I agree with Robert, this expose OpenStack user instance data to all context running on the compute node. Shell users aside, I fail to see why would apache or even the nobody user be allowed to list and read disk files.

Changed in ossa:
status: New → Incomplete
Revision history for this message
Jeremy Stanley (fungi) wrote :

The way I would usually expect distributions to try and solve situations like this is to define a common openstack-images system group, add the nova and qemu users to it, make the containing directory setgid owned by nova with group openstack-images, and set an appropriately strict umask when calling nova so that it creates group-readable but non-world-readable files. As long as there are ways to convince nova to obey setgid and umask (assuming it doesn't already), this should be doable, right?

Revision history for this message
Tristan Cacqueray (tristan-cacqueray) wrote :

The /var/lib/nova/instances directory is likely to be a packaging issue, I don't know how disk image mode bits are set, but at least the disk info is explicitly written as 644 by nova/virt/libvirt/imagebackend.py.

Anyway I closed the OSSA task since multi-user system is not a realistic threat for openstack system.

Changed in ossa:
status: Incomplete → Won't Fix
Revision history for this message
Rodney Beede (business2008+launchpad) wrote :

This would be a good hardening opportunity.
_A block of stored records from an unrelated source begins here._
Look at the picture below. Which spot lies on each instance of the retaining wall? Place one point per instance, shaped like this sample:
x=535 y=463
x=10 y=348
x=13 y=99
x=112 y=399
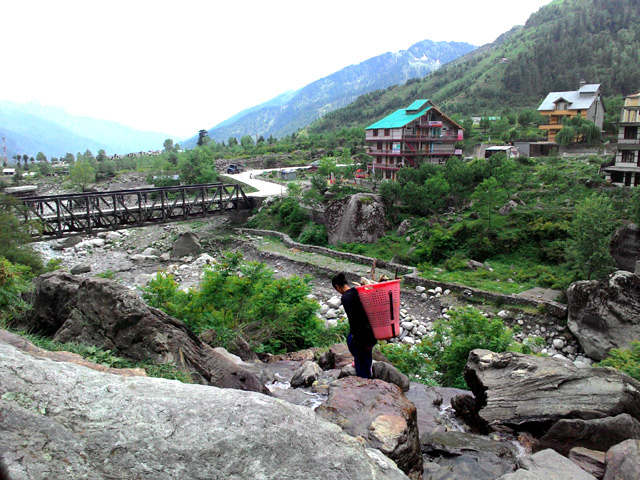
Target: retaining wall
x=410 y=274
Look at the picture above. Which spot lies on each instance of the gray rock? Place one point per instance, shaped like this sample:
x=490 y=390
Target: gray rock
x=403 y=228
x=82 y=268
x=623 y=461
x=548 y=465
x=188 y=243
x=625 y=247
x=605 y=315
x=378 y=412
x=65 y=243
x=515 y=389
x=389 y=373
x=60 y=420
x=307 y=374
x=465 y=456
x=591 y=461
x=357 y=218
x=100 y=312
x=598 y=434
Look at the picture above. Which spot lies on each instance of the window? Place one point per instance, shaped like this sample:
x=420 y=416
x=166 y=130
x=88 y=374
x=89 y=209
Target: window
x=628 y=157
x=630 y=133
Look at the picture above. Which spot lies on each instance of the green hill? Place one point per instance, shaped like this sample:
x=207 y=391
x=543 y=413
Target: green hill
x=564 y=42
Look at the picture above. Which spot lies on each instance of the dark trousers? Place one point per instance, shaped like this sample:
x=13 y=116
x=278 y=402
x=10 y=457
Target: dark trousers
x=363 y=358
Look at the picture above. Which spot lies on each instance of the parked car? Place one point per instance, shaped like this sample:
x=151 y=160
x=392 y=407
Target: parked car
x=234 y=168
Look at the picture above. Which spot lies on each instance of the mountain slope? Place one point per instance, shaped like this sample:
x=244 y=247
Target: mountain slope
x=81 y=132
x=339 y=89
x=562 y=43
x=28 y=134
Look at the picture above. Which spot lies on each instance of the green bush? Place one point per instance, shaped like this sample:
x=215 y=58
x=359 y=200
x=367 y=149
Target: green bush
x=626 y=360
x=454 y=338
x=238 y=298
x=13 y=282
x=410 y=361
x=313 y=234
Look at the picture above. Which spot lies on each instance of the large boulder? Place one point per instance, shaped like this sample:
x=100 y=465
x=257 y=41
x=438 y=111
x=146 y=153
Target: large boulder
x=357 y=218
x=101 y=312
x=598 y=434
x=530 y=392
x=605 y=315
x=548 y=465
x=188 y=243
x=465 y=456
x=623 y=461
x=378 y=412
x=625 y=247
x=60 y=420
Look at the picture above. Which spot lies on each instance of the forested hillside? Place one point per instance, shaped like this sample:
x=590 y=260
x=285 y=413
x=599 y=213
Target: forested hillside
x=564 y=42
x=283 y=116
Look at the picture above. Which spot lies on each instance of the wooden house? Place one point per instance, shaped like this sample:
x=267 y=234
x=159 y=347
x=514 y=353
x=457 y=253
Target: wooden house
x=586 y=102
x=411 y=136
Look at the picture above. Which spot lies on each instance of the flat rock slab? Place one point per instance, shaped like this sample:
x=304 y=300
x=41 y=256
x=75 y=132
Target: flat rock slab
x=59 y=420
x=378 y=412
x=520 y=390
x=548 y=465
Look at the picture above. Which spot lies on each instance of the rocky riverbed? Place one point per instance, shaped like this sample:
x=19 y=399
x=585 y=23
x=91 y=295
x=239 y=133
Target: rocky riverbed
x=133 y=257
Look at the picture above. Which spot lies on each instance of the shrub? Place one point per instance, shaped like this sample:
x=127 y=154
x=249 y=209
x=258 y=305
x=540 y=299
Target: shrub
x=313 y=234
x=13 y=282
x=410 y=361
x=238 y=298
x=453 y=339
x=626 y=360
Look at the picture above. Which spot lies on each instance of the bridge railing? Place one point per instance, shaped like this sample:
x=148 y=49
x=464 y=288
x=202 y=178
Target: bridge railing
x=61 y=215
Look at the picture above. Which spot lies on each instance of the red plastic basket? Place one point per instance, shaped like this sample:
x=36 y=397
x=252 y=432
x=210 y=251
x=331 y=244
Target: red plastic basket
x=381 y=301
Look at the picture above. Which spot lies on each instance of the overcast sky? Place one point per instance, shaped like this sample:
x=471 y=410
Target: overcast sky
x=176 y=67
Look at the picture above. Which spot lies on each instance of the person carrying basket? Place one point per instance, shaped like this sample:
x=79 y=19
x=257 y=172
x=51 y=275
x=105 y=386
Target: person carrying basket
x=361 y=338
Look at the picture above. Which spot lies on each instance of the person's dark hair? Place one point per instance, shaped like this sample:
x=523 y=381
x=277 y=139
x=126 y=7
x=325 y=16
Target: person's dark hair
x=339 y=279
x=4 y=474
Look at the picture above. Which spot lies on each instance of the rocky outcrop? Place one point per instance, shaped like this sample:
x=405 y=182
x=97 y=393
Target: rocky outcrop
x=605 y=315
x=378 y=412
x=530 y=392
x=623 y=461
x=59 y=420
x=465 y=456
x=625 y=247
x=357 y=218
x=599 y=434
x=188 y=243
x=548 y=465
x=100 y=312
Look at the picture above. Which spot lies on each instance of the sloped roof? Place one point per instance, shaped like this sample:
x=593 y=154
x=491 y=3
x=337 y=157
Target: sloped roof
x=580 y=99
x=401 y=117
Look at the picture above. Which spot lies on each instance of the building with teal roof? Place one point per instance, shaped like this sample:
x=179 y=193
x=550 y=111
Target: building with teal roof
x=410 y=136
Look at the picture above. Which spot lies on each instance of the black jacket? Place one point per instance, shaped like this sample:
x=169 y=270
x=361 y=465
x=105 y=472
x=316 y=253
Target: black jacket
x=359 y=325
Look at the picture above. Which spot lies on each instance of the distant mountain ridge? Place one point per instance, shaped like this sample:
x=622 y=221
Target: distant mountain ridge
x=562 y=43
x=32 y=128
x=289 y=112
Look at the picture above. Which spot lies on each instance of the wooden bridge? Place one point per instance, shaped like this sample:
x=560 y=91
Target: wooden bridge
x=82 y=213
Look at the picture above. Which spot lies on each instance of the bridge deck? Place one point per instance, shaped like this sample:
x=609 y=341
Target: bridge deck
x=64 y=215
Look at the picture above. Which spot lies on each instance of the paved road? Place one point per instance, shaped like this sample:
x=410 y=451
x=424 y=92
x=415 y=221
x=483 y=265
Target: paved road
x=265 y=189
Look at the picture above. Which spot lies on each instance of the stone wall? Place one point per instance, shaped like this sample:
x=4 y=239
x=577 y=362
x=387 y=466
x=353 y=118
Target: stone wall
x=410 y=274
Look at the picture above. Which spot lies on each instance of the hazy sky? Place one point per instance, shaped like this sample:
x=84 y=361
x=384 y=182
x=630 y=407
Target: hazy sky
x=176 y=67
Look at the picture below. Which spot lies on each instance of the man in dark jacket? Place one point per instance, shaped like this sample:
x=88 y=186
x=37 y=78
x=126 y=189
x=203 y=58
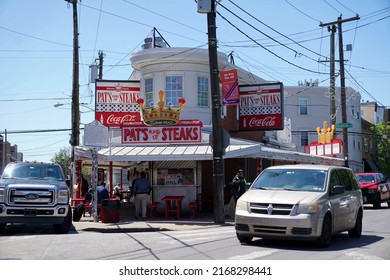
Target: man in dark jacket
x=141 y=191
x=239 y=183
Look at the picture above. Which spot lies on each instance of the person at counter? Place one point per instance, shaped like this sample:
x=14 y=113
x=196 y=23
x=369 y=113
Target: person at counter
x=141 y=191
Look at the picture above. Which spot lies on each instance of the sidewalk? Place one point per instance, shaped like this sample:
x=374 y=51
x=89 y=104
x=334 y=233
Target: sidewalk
x=128 y=223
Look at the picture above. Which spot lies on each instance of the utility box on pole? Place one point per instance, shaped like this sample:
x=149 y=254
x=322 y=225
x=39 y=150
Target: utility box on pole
x=204 y=6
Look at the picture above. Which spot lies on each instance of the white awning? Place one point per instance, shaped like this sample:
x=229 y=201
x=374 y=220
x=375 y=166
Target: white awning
x=238 y=148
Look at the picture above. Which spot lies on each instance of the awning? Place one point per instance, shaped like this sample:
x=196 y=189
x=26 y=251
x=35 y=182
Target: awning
x=281 y=154
x=238 y=148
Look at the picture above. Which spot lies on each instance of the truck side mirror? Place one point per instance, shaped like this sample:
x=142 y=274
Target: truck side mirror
x=337 y=189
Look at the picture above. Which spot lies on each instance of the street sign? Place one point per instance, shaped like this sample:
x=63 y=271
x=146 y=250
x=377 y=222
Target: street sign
x=344 y=125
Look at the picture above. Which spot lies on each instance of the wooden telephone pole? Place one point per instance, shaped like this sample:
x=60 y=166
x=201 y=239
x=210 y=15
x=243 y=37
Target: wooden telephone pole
x=343 y=101
x=217 y=143
x=75 y=136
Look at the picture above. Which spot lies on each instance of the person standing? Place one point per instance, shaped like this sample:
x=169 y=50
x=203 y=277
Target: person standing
x=239 y=184
x=102 y=193
x=141 y=191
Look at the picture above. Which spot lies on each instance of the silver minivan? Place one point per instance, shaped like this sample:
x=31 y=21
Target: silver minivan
x=303 y=202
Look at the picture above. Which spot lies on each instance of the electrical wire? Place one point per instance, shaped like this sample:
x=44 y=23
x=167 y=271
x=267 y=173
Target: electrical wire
x=276 y=55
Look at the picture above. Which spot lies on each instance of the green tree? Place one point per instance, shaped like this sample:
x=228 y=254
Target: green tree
x=381 y=133
x=63 y=158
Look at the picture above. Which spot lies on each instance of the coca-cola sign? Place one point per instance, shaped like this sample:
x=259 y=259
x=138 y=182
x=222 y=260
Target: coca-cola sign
x=117 y=118
x=261 y=107
x=116 y=102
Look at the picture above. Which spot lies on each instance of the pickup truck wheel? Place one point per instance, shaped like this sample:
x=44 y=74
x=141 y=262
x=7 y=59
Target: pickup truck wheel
x=244 y=239
x=2 y=228
x=326 y=233
x=377 y=202
x=356 y=232
x=66 y=224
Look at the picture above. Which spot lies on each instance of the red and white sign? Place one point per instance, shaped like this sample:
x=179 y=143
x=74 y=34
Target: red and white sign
x=261 y=107
x=116 y=102
x=186 y=131
x=229 y=80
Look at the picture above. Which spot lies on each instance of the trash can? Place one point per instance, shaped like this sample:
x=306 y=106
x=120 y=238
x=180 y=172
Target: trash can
x=110 y=212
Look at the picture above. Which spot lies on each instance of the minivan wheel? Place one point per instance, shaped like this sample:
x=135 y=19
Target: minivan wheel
x=2 y=228
x=326 y=233
x=377 y=202
x=244 y=239
x=66 y=225
x=356 y=232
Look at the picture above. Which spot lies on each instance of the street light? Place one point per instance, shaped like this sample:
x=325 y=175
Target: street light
x=81 y=104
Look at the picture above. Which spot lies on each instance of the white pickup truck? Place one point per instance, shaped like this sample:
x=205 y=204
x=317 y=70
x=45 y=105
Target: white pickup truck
x=34 y=193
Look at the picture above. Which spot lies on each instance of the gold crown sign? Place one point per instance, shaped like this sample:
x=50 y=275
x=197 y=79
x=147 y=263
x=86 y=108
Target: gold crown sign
x=325 y=135
x=161 y=115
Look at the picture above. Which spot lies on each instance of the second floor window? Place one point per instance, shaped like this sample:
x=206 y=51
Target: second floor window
x=173 y=89
x=203 y=92
x=148 y=91
x=303 y=109
x=304 y=138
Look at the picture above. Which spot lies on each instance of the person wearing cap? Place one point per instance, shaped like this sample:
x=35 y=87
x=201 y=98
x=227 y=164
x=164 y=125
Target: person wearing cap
x=239 y=183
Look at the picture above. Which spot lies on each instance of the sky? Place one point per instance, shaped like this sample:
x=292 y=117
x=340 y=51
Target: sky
x=278 y=40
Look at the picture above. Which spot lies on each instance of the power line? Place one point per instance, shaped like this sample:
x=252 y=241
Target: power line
x=276 y=55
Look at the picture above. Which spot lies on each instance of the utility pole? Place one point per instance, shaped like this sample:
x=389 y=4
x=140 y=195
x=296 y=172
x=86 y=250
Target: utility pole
x=218 y=165
x=332 y=29
x=343 y=100
x=75 y=136
x=101 y=55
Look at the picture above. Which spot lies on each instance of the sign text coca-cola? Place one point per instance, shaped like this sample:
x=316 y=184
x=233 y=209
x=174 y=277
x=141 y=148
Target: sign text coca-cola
x=187 y=131
x=116 y=102
x=261 y=107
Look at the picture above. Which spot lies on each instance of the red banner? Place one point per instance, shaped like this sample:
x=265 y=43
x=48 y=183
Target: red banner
x=187 y=131
x=230 y=93
x=116 y=102
x=261 y=107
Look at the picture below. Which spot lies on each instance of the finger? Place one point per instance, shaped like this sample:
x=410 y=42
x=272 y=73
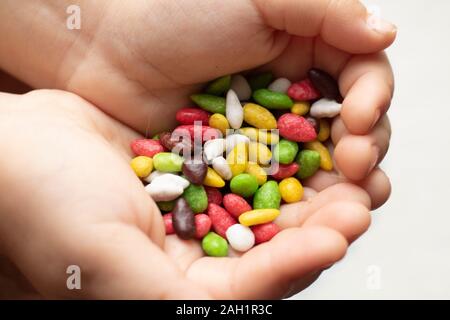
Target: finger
x=351 y=219
x=295 y=214
x=367 y=83
x=344 y=24
x=268 y=270
x=303 y=283
x=370 y=149
x=376 y=185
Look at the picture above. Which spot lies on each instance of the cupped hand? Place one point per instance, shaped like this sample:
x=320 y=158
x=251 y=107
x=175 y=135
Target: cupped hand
x=140 y=60
x=69 y=197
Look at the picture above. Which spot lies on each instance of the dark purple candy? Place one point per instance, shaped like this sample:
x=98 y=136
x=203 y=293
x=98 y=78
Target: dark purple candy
x=195 y=170
x=325 y=84
x=183 y=220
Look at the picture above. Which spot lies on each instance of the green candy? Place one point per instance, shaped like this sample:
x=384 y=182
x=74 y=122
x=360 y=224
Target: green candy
x=244 y=184
x=214 y=245
x=268 y=196
x=209 y=102
x=167 y=162
x=309 y=162
x=219 y=86
x=285 y=151
x=166 y=206
x=272 y=100
x=196 y=197
x=260 y=81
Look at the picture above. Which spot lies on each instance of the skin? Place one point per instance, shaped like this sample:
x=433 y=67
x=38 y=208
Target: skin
x=78 y=212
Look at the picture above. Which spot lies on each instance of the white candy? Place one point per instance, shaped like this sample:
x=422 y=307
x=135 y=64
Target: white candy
x=241 y=238
x=234 y=110
x=240 y=85
x=213 y=148
x=280 y=85
x=164 y=191
x=166 y=187
x=153 y=175
x=325 y=108
x=221 y=166
x=234 y=139
x=173 y=178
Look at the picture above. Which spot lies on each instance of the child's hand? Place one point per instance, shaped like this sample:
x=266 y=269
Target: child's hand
x=69 y=197
x=138 y=60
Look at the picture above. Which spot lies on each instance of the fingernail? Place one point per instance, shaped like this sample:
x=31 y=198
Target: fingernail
x=378 y=24
x=375 y=118
x=374 y=159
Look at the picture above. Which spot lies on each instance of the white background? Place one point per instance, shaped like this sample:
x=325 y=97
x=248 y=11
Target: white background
x=409 y=240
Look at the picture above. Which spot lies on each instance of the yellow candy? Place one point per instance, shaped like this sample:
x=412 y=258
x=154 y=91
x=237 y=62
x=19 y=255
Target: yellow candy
x=237 y=158
x=255 y=170
x=301 y=108
x=142 y=166
x=219 y=122
x=259 y=117
x=291 y=190
x=260 y=135
x=258 y=216
x=326 y=163
x=258 y=152
x=324 y=130
x=213 y=179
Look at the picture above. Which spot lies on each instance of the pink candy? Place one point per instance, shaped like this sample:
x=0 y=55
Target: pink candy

One use case is you may have unprivileged user accounts that are used for services like monitoring or OS backups unrelated to the OpenStack images themselves. Especially for monitoring these accounts may have basic remote login capability.

Not allowing the unprivileged accounts access via the world read/x bits would be useful.

So perhaps a hardening option that ideally the code would follow a more secure UMASK as well.